I don't look to closely at the equipment but look at the tactics employed back then. Watching reenactments gives you a great view of these tactics as they are actually employed on actual terrain. To see a whole line of men practically disappear in front of you because of a seemingly insignificant swell in the ground is fascinating.
Yeah we as reenactors are trying to do better at the presentation for the public as well. Unfortunately the first two years or so of the AWI, the British mostly attacked with the bayonet, starting at a slow jog, what guys sometimes today call an
airborne shuffle, took a volley at about 80 yards so very few casualties, then closed on the Continentals before they could reload. Can't really do that in a demonstration without hurting somebody who falls when jogging, or one of the Doodles doesn't run away fast enough or also falls down.
See the book,
With Zeal and Bayonets Only.
We've also found that for 40 years we've been standing too close to each other, AND the opposing lines are too close.
We've over the past years gone to two ranks instead of three, and recently started standing with the lads one arm length apart at open order. Still though we'd bang away at each other at around 50 yards.
BUT we found even when using very undersized ball, that when target shooting at 50 yard or less at open order, 2x deep...., the lads score a lot more hits on the targets than is recorded in the orderly books for what really happened.
So some of the historians got with some archaeologists, and found that they actually banged away more often at 100 yards or more. Really close encounters with lots of volleys was not the norm.
Which explains why they had so many misses.
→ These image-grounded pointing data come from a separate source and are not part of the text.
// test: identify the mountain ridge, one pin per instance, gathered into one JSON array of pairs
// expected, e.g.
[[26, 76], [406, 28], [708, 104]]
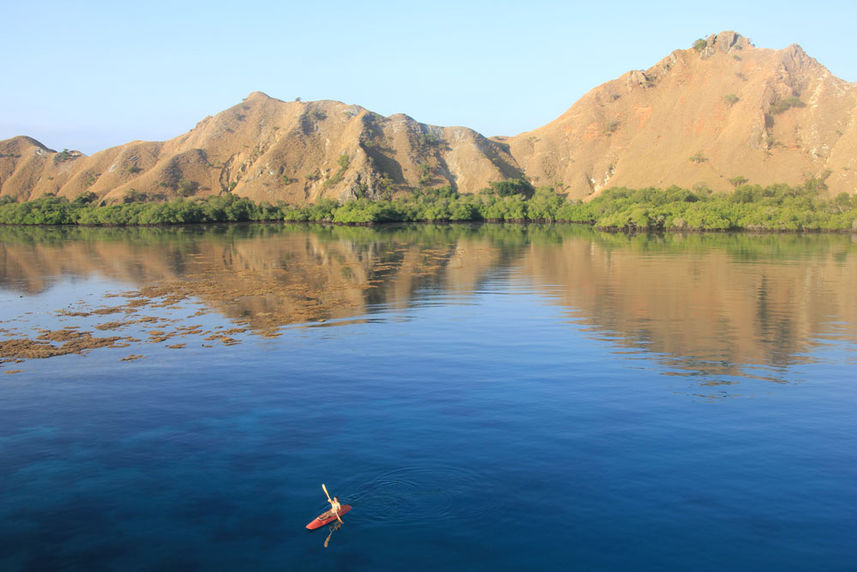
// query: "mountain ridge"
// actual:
[[714, 115]]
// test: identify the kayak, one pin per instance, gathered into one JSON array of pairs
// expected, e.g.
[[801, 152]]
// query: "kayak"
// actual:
[[327, 517]]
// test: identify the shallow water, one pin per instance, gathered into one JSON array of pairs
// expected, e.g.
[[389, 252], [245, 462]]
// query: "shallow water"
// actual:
[[485, 397]]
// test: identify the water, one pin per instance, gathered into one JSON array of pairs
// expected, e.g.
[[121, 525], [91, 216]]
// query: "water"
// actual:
[[499, 398]]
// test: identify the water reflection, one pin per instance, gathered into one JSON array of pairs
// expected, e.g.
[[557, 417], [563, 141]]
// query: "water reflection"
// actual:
[[710, 304]]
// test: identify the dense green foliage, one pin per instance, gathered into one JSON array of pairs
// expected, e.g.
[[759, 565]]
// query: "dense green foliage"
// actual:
[[749, 207]]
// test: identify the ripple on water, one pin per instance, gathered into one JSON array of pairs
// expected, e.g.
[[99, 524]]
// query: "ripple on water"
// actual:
[[418, 495]]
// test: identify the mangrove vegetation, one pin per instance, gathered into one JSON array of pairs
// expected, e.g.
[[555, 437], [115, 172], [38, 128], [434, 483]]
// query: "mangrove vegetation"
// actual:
[[749, 207]]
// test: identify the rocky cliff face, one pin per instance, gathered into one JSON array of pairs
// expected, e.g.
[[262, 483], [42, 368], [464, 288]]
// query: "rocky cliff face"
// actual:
[[713, 115], [722, 110]]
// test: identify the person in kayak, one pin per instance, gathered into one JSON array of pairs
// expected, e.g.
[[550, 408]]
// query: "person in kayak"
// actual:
[[335, 507]]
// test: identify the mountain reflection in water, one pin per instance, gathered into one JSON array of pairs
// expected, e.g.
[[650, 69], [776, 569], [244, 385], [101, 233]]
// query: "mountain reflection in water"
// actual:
[[714, 304]]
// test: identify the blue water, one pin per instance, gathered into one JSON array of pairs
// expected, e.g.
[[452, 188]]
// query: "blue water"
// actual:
[[487, 425]]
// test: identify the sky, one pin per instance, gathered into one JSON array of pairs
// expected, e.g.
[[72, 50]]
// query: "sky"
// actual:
[[90, 75]]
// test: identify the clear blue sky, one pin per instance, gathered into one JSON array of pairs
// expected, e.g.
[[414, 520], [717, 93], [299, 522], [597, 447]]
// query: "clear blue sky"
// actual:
[[89, 75]]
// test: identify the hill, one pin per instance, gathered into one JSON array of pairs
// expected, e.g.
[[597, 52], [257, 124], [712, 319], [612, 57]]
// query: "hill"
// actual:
[[718, 114], [720, 111], [267, 150]]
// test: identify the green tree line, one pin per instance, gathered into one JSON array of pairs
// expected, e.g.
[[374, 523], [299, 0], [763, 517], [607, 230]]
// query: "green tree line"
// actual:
[[749, 207]]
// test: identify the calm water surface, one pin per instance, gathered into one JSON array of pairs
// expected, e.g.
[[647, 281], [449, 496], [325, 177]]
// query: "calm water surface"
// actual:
[[489, 398]]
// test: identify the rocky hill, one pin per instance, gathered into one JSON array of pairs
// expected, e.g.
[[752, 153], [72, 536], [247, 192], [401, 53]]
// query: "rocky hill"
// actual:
[[268, 150], [717, 114], [720, 111]]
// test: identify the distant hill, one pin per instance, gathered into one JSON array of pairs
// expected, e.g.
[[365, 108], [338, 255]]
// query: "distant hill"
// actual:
[[268, 150], [722, 110], [717, 114]]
Apparently the British because replacements were tough to come by, would maneuver and try to score hits while not really exposing the British privates to deadly fire, while the Continentals would rather fire at longer distances since their troops would tend to break and run if the Brits got too close and if they faced a bayonet charge. Now Von Steuben changed the whole dynamic, but the Brits still wanted to out maneuver the Continentals to make them give up the ground, even if the bayonet charge had lost it's overwhelming advantage.